Thursday, July 9, 2026

Top 100 Must-See Movie: It's a Gift (1934)

If I had to make a list of the 100 movies you must see before you die, It’s a Gift (1934) starring W.C. Fields would be on that list. The film concerns the trials and tribulations of a grocer as he battles a shrewish wife, an incompetent assistant, and assorted annoying children, customers, and salesmen. The film reprises routines honed by Fields from his stage career over the years (1915 to 1925 to be specific). Fields often tried to recapture sketches that led to his stage success onto film; skits such as “The Picnic,” “A Joy Ride,” and most famously, “The Back Porch” are all featured in It’s a Gift.

Having seen this wonderful delight the other week, I discovered many share the same sentiment.

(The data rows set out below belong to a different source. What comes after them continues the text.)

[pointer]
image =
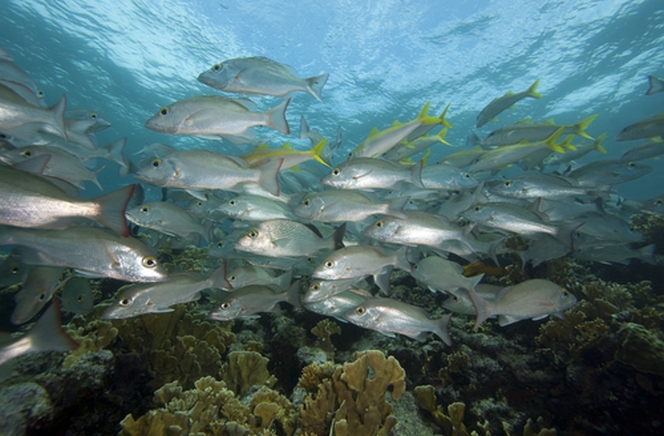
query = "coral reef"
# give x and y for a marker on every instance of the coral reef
(353, 400)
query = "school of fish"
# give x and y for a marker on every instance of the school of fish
(283, 224)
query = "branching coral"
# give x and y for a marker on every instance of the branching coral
(246, 369)
(353, 401)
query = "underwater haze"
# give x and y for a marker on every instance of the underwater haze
(125, 59)
(209, 286)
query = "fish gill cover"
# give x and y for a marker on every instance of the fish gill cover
(586, 243)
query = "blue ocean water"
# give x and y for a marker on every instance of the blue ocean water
(126, 58)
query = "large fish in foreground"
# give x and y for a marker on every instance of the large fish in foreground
(46, 335)
(260, 75)
(93, 251)
(216, 117)
(533, 299)
(27, 200)
(389, 316)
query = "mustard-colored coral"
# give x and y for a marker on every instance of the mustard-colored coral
(353, 401)
(246, 369)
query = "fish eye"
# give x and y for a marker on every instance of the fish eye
(149, 262)
(126, 301)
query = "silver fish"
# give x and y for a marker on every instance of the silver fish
(343, 205)
(29, 201)
(285, 238)
(77, 296)
(195, 170)
(96, 252)
(648, 128)
(37, 290)
(440, 274)
(508, 100)
(245, 275)
(369, 173)
(46, 335)
(533, 299)
(260, 75)
(167, 218)
(389, 316)
(15, 112)
(216, 117)
(142, 298)
(248, 302)
(359, 261)
(255, 208)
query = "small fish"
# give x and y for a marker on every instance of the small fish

In 2010, the movie was added to the National Film Registry by the United States Library of Congress. It’s a Gift is included among the American Film Institute’s list of the “Top 100 Funniest American Movies.” When a compilation LP of W.C. Fields' best material was released in the 1970s, much of the material on that album came from this film.

 

Lesser known than some of Fields’ later works such as the hilarious The Bank Dick (1940), the film is perhaps the best example of the recurring theme of the Everyman battling against his domestic entrapment. 

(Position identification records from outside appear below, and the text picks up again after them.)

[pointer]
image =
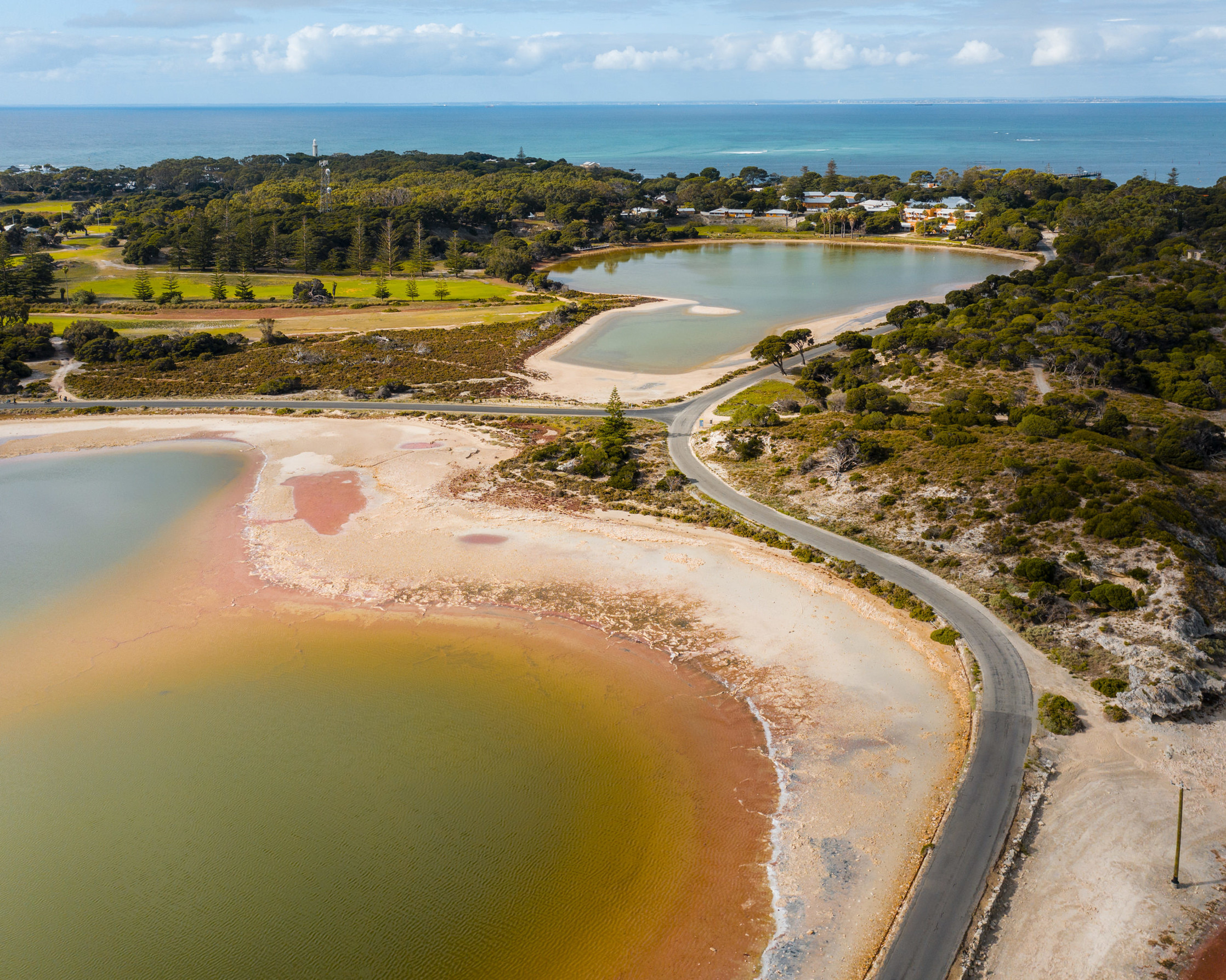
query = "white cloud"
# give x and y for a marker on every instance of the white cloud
(633, 59)
(1056, 45)
(976, 53)
(830, 52)
(389, 52)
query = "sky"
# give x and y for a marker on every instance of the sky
(257, 52)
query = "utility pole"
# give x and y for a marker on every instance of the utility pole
(1178, 841)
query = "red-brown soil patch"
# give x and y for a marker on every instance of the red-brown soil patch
(328, 500)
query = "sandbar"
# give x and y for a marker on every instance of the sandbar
(869, 718)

Fields plays the owner of a general store who is hounded by his status-anxious wife. To get some sleep, he goes out on the porch where he is tormented by a little boy from the floor above and an insurance salesman down below. He uses an inheritance to buy an orange ranch through the mail, then drives off with his family for California. The orange grove consists of a withered tree, the ranch house is but a shack, and the car falls to pieces. At his lowest ebb, something wonderful happens and to provide more would be an injustice. 

 

Do yourself a favor and seek this movie out – you can thank me later.